Motivos para la esperanza - Alfa y Omega

Voy a urgencias, donde acaba de llegar Isabel. Cuando me voy acercando, noto como cierra los ojos y aparenta estar dormida. Respeto su silencio, e incluso que la figura del sacerdote le resulte incómoda. Está acompañada por su madre, que me da las buenas tardes al pasar. Entre lágrimas acaba contándome que su hija se ha tomado un montón de pastillas. Por fin ella abre los ojos, con cara de pocos amigos.

—Buenas tardes, Isabel. ¿Qué tal estás?

De momento, el silencio es su respuesta.

—Veo que no te caemos bien los curas.

Ahora sí, habla por primera vez y dice: «No, simplemente yo no creo en nada de lo tuyo».

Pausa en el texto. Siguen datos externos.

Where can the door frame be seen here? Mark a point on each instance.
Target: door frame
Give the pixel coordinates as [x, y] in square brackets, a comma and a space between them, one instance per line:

Su madre interviene en este diálogo contando que lleva más de 20 años en la cama, que a los 19 empezó con la enfermedad y que entonces estaba muy ligada a su parroquia, pero que ahora estaba muy enfadada con Dios.

Isabel me mira y me dice: «Yo no estoy enfadada con Dios, simplemente no creo ni en Él ni en nada que tenga que ver con Él». Gira su cara y con su gesto me invita a que la deje en paz.

—Isabel, si yo creyera en un dios capaz de hacerme lo que tú piensas que te ha hecho a ti, no te digo que no creería en él, sino que lo habría mandado bien lejos. Si creyera en un dios tan cruel sería como tú, ateo, o más aún, su enemigo público número uno.

Ahora sí, abre los ojos de nuevo y me habla de lo que de verdad se esconde detrás de su increencia, de lo que anda buscando y no encuentra: el sentido de su vida. Es demasiado duro tener que depender para todo de los que te rodean. «Estoy cansada de recibir sus atenciones y sus cuidados». Dirige la mirada hacia su madre, que la escucha en silencio. «Ya son más de 20 años siendo una carga para ella».

Su madre se agacha y besa su frente. Hablamos durante media hora. La cara de Isabel se va relajando y deja salir alguna pequeña sonrisa; bromea con su madre y me dice cuando me despido: «Gracias por este rato, pero sigo siendo atea». Yo le sonrío y le digo: «Pero un poquito más feliz».